From: Christian Voelker <C.Voelker@gmx.net> To: "dspace-tech@lists.sourceforge.net Tech" <dspace-tech@lists.sourceforge.net> Date: Fri, 1 Feb 2008 23:03:07 +0100 Subject: [Dspace-tech] How to change license.txt bitstream for all items Hello, we have moved from one server to another and on the new machine, apache is configured to deliver text files with the proper utf-8 encoding. On the former machine, this was obviously not the case. The former admin decided to save the license.txt in windows encoding which made it display properly in the users browser then. But now, it looks really nasty. Example: http://www.stadtteilgeschichten.net/retrieve/940/license.txt Now I found, that all these licenses get copied to the assetstore at the time they are granted with a timestamp and username in the first line making each of them unique and an associated database entry containing the precise file size. Now, I could certainly put together some script to find all license files and change the special characters. This would probably reduce the file size as well, which would introduce errors to the db implicitly. Ok, I could produce another script to change the database entries accordingly. All this looks like quite some work for a more or less cosmetic problem. I see that the design makes sense because content should not be changed in an archive after the date of ingestion, but I think that this change is not dishonest. I could also reconfigure apache to deliver text files the old way but this means to perpetuate the situation for all items added from now on. Any advice appreciated. Bye, Christian
[edit] Value of External Format Registries
There are many advantages to using a data format registry outside of DSpace as the main source of format technical metadata, so long as it is stable and well-maintained.

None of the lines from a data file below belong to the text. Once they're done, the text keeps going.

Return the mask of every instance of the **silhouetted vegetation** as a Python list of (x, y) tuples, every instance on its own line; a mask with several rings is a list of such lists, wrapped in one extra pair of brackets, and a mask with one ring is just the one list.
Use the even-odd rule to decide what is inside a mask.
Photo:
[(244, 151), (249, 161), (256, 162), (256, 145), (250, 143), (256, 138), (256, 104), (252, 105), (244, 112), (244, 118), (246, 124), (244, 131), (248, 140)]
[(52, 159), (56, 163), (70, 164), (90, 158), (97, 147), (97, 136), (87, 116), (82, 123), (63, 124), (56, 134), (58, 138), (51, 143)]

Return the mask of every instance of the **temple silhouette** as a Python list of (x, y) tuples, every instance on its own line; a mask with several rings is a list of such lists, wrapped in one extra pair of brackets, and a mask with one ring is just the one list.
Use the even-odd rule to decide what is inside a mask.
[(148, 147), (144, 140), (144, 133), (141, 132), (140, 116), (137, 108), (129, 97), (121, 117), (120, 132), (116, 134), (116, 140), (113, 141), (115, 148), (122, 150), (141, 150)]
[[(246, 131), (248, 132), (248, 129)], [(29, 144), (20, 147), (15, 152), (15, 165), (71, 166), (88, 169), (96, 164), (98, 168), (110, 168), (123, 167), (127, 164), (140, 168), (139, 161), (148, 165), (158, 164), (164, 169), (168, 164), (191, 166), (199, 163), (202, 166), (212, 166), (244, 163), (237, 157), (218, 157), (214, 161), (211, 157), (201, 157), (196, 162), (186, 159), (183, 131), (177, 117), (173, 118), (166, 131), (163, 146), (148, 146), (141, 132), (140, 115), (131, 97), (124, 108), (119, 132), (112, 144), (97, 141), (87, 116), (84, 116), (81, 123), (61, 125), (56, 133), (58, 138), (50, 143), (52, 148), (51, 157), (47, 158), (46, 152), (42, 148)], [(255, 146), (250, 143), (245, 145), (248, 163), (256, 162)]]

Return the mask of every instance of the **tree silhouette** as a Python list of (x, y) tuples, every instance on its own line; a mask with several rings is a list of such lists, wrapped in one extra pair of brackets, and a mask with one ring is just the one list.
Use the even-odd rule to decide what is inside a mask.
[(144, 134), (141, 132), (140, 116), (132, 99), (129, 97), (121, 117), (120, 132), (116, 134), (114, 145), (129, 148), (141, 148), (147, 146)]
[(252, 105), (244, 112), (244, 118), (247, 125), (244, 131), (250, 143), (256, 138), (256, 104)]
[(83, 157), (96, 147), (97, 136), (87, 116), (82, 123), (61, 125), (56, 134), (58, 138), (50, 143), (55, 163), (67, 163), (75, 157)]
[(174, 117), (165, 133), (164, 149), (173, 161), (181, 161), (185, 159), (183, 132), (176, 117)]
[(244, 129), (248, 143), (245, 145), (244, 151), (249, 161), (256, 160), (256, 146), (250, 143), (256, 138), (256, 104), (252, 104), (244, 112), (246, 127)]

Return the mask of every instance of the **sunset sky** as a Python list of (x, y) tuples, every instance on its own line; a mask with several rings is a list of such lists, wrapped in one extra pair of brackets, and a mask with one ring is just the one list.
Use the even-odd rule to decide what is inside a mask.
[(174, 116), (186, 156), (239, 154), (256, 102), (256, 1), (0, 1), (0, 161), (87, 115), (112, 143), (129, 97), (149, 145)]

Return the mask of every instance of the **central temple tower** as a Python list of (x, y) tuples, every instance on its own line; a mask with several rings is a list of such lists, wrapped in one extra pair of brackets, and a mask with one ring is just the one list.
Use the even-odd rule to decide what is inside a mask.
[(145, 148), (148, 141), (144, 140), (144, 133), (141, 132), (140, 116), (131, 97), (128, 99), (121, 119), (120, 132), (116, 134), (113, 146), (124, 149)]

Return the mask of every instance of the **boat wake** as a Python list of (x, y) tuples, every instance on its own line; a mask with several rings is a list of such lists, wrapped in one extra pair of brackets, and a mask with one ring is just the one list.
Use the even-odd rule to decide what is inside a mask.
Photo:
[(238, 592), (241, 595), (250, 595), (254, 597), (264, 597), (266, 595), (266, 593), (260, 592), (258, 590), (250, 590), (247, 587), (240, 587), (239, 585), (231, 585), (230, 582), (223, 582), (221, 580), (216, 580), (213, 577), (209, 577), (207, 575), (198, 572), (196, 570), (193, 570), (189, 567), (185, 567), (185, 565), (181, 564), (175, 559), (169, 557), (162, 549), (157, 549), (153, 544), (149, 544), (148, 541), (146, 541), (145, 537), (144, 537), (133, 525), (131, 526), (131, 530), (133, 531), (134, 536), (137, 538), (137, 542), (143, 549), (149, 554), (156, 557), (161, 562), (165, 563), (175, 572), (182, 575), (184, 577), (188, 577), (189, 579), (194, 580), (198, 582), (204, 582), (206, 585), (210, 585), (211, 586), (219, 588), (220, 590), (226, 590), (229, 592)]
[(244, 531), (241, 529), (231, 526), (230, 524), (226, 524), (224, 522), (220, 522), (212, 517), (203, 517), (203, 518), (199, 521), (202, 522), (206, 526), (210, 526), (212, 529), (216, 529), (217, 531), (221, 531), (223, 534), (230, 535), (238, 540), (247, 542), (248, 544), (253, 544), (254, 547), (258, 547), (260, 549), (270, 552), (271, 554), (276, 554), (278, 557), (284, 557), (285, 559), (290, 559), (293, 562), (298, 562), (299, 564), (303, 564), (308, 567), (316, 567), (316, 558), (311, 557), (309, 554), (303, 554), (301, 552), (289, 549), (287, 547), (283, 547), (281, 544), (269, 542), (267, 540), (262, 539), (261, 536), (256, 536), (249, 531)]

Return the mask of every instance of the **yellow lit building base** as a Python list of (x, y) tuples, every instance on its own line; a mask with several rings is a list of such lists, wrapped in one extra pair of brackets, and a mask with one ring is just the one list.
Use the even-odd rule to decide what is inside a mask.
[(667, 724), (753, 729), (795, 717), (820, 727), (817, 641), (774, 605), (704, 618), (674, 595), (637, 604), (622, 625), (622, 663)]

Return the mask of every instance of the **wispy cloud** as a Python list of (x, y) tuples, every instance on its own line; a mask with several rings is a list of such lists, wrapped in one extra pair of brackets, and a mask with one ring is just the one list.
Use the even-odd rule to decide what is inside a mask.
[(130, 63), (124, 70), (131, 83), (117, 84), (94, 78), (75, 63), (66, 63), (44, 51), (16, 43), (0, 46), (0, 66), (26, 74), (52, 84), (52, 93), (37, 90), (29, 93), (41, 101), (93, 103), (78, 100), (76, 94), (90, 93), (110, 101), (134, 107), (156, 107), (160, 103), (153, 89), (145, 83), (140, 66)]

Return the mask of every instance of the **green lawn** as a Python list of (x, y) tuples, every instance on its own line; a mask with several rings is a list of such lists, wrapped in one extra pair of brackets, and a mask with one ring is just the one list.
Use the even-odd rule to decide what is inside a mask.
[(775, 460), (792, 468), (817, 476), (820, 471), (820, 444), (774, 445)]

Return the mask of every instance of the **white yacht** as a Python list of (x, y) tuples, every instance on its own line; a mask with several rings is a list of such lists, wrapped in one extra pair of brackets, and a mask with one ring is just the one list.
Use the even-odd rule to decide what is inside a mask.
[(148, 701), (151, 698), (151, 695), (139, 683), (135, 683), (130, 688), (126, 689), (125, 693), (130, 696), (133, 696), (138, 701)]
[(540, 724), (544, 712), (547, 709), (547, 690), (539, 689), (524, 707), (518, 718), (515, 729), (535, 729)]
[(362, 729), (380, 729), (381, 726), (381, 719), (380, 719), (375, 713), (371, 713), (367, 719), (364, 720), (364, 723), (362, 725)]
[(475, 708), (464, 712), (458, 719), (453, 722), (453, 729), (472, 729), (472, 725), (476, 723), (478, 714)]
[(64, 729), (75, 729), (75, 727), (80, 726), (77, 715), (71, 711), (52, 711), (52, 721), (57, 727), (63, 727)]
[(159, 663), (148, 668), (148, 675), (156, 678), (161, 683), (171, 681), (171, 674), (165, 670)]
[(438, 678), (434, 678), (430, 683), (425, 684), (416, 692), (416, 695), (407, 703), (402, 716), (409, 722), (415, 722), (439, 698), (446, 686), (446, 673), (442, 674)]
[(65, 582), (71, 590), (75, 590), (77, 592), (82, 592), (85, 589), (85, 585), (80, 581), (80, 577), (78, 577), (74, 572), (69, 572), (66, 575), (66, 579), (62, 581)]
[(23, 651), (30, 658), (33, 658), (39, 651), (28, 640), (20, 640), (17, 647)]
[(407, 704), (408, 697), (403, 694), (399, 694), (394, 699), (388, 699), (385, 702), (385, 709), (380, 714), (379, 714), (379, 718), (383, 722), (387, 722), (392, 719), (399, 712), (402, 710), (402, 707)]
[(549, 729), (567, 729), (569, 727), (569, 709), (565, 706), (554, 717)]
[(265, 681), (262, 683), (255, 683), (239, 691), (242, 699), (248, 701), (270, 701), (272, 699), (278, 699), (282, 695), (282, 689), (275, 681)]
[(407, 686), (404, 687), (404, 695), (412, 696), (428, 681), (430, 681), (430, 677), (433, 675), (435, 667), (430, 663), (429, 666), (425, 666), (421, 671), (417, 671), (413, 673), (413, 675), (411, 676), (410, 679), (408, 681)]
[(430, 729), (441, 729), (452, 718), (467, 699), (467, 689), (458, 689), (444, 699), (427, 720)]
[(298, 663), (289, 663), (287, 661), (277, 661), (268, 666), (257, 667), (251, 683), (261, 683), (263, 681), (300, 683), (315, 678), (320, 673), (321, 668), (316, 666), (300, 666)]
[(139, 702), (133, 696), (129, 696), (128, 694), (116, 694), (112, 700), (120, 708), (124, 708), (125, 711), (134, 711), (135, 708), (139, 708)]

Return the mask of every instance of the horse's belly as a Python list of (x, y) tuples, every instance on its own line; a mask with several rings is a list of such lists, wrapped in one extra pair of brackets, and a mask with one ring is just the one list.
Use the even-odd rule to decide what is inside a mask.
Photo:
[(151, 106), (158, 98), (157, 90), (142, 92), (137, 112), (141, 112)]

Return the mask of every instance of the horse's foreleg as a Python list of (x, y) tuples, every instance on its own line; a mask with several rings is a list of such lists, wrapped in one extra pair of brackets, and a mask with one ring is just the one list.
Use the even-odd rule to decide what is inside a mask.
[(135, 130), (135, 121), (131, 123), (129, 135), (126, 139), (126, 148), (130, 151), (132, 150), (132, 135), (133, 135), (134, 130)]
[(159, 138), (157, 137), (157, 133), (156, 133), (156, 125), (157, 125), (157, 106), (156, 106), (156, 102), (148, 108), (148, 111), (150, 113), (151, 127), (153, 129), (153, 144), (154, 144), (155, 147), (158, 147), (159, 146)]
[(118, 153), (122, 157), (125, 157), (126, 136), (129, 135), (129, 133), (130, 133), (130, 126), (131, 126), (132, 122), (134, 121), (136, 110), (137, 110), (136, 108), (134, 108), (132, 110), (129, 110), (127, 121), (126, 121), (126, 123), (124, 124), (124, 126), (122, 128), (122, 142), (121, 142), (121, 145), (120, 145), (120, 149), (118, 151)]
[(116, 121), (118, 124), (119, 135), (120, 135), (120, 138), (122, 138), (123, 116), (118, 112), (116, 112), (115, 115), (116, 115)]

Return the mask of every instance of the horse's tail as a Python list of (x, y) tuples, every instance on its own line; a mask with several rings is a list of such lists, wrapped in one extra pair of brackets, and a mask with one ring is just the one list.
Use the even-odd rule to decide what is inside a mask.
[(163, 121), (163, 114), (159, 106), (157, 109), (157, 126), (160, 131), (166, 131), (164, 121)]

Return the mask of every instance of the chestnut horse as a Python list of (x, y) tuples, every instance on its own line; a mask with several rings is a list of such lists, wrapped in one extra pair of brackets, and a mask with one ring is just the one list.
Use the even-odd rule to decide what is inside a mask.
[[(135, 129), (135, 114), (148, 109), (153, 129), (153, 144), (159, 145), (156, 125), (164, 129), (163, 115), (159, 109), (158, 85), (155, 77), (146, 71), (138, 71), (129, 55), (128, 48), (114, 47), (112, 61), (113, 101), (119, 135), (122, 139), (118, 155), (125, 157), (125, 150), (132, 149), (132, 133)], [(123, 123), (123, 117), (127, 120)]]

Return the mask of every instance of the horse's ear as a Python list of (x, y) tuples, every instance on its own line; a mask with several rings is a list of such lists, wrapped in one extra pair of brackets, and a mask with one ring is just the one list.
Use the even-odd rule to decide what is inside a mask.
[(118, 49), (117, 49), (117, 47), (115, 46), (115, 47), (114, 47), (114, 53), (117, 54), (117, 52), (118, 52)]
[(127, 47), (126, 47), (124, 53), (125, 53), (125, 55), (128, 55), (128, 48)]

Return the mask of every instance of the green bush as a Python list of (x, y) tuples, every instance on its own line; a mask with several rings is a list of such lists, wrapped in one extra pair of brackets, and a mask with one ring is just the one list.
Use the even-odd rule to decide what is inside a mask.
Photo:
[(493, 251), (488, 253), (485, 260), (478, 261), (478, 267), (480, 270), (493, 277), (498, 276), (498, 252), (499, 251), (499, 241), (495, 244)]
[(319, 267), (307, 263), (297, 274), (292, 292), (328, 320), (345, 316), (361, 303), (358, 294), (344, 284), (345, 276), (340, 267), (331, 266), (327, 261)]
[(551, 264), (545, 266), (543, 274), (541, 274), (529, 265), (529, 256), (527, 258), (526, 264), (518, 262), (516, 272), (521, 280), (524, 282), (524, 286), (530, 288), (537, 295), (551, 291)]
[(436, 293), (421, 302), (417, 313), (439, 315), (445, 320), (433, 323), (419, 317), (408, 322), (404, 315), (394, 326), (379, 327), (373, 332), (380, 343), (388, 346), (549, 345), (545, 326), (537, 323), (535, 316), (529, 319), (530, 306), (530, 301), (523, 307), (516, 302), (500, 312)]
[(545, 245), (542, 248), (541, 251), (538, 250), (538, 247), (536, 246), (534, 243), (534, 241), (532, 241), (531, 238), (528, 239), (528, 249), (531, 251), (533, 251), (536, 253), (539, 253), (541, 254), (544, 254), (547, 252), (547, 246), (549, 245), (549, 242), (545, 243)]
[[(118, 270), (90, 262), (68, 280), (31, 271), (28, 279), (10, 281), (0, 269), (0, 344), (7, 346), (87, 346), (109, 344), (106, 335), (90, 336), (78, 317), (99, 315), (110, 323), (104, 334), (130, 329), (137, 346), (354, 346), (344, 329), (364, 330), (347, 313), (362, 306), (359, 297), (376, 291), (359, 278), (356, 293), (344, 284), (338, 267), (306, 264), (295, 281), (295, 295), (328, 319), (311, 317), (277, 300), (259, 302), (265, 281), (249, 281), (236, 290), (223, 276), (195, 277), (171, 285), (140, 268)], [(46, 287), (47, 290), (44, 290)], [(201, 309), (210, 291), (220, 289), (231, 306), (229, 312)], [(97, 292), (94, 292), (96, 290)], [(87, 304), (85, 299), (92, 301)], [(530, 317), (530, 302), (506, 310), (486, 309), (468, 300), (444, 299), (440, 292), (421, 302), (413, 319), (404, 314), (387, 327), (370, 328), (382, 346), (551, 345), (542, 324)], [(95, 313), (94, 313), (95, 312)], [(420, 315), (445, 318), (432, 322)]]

- Formats have globally-unique, persistent identifiers
- Some other application talking to DSpace can refer precisely to a format with this external identifier, so it is mutually understandable.
- It provides technical metadata (and possibly tools) describing how to identify formats by internal and external characteristics.
- Includes references to standards documents and other descriptions.
- Registries typically include descriptive metadata showing relationships between formats, allowing fine-grained definitions to be grouped under coarse-grained formats.
- A central registry gets support and attention from other users, which we can leverage.